The power of AIOps and Observability relies on the ability to ingest, normalize, and correlate the large volumes and huge variety of data available to IT operations teams. With its support for both Broadcom and third-party data, DX Operational Observability (DX O2) gives these teams unmatched observability and insights.

With so much data coming to DX O2, monitoring operators need to be notified when important events may occur:

• “Unable to reach WebHook target.”
• “Wrong token due to failed charset.”
• “Wrong token used for authentication.”
• “Which payload is my alert sending over?”

Without notifications, important alerts may be overlooked. By enabling and configuring WebHook notification channels, teams benefit from automation and policy definitions that can be precisely tailored to specific needs.

Unfortunately, these WebHook receivers are limited in their ability to help teams troubleshoot issues that periodically arise with incoming data. The WebHook Data Collector (WHDC) is a small application that addresses this gap. It allows the operator to validate the communication link, the sent payload (including full headers), and GET/POST data if any.

The WHDC is typically deployed on an existing, publicly accessible Kubernetes cluster. It can also be deployed on-premises. When used with DX 02 SaaS, WHDC requires a public, fully qualified domain name (FQDN) and firewall rule-tuning to let the request get through to the deployed WHDC. Note:

• When deploying the WHDC, make sure you have a company or publicly signed certificate, as self-signed certificates will not be accepted due to security reasons.¹

Once the WHDC is deployed, the operator can check the configuration of a WebHook notification, including the payload, headers, and GET/POST that have been sent.

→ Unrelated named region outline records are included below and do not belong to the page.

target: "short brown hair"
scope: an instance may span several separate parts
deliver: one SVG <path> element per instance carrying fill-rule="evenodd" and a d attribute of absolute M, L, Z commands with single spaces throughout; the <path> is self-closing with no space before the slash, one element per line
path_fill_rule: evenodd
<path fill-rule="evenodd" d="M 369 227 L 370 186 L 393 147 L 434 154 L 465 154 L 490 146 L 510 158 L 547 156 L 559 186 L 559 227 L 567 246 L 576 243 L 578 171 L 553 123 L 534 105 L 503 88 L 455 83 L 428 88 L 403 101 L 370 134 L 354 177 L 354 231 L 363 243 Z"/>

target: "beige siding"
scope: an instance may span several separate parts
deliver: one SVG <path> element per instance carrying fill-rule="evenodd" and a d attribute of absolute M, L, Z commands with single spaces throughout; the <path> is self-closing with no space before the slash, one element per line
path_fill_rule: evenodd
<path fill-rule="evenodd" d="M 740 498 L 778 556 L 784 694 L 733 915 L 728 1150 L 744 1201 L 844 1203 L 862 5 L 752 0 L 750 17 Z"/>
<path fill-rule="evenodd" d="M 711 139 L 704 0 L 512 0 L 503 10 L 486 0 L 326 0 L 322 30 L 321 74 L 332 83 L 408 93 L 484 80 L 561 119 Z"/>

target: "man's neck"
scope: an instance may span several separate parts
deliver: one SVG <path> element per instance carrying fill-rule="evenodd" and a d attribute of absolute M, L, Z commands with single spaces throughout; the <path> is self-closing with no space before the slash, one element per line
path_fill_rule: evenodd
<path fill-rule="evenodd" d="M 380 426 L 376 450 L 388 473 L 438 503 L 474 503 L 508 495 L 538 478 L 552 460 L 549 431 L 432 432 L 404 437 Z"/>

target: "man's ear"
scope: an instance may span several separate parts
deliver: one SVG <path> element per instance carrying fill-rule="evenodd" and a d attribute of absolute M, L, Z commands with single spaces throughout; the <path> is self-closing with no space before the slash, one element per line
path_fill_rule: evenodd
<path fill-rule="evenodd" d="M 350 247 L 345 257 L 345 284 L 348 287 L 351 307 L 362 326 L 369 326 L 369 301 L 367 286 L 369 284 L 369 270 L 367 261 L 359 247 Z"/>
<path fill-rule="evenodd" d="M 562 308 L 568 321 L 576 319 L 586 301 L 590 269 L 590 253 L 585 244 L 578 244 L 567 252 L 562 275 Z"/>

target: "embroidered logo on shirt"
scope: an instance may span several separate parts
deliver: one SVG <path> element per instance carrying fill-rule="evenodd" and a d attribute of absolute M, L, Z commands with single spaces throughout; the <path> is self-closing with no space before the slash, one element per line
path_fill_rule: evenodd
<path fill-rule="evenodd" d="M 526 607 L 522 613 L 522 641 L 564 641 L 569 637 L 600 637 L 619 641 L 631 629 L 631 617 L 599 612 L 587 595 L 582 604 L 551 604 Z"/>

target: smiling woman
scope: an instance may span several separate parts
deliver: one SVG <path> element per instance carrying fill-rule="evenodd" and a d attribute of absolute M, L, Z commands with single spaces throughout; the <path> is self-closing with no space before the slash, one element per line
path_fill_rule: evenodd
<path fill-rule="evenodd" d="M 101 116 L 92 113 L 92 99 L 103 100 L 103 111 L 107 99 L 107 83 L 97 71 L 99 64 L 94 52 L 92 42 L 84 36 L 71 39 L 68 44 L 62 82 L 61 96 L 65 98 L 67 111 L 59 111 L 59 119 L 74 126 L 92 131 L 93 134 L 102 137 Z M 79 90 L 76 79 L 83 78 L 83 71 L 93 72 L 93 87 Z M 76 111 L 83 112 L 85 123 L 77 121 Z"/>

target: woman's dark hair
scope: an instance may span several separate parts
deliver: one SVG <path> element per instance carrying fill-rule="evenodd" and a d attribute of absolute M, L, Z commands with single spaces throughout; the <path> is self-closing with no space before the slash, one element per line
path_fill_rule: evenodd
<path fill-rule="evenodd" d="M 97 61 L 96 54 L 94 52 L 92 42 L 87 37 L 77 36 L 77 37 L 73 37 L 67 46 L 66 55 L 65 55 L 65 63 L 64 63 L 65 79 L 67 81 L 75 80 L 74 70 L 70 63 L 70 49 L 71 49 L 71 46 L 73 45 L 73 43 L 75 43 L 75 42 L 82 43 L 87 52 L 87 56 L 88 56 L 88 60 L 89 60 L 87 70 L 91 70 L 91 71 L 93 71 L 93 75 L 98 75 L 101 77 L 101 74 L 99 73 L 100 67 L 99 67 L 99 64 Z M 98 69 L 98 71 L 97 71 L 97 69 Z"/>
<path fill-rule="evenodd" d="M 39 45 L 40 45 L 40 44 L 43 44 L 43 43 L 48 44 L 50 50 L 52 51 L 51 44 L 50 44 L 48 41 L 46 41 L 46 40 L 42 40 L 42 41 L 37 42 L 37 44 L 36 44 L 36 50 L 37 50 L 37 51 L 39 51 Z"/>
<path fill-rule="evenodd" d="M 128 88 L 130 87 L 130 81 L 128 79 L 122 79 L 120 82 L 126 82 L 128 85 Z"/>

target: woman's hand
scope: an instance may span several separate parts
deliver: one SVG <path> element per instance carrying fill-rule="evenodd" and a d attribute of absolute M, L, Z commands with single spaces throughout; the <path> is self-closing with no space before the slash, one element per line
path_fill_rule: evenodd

Within DX O2, you can test the regular WebHook channel. You can also test Slack and PagerDuty notifications.

Using WHDC: An example

To illustrate by example, let’s create a notification channel called “Test.”

WHDC requires the tenant-name+test and an e-mail address to identify the user and the notification channel in logs.

This will create a registered tenant:

In this example, let’s configure the notification to include two entries:

1. View x Rows: This will show how many WebHook requests have been captured.
2. Show Token: This specifies the token² that will be used for the WebHook channel configuration and as authentication for viewing results.

Note, for null situations, when there are no rows to display, the access log will be displayed. This helps practitioners identify cases where the wrong token is used.

Below is an example using a wrong token, which is noted in the configuration detail.

Both the DX O2 configuration interface and the WebHook receiver site will show that the token is not correct. Showing the issues on both sides helps to ensure issues are not overlooked. Going further, teams can run a test which, in this example, displays a failure showing that the WebHook authentication failed.

Teams can also view detailed logs on the WHDC target.

In this example, the log reveals helpful details:

1. The log confirms the FQDN (target) is correct: The SaaS tenant can reach the WHDC target.
2. The log however shows the authentication token is incorrect.
3. Also, the token field does not have the Bearer tag.

To resolve the two issues, copy the token from the whdctoken.php interface.

Insert this into the WebHook channel configuration field and add the Bearer tag in front if required. Retesting confirms the issues are resolved.

We now have a successful WebHook submission and can view the payload detail.

If the operator needs additional details, selecting the “Headers” link on the lower left will show the full server-side content.

Conclusion

WebHook Data Connector is a troubleshooting tool to capture WebHook requests and to verify that the token and the data sent (including payload and GET/POST) can actually be seen correctly. It can also be used to validate the payload and associated variables (which change depending on the error). Once the submission has been validated, all the operator needs to do is change the target URL and the token to point it to its final destination.

Endnotes

1. With self-signed certificates, the secured communication will not take place because the DX O2 sending side will not trust the receiver.

2. The Token is a regular Jason Web Token (JWT), and is valid for no more than 12 months. Due to the nature of these tokens, every receiver creates its own tokens (private key in cryptography).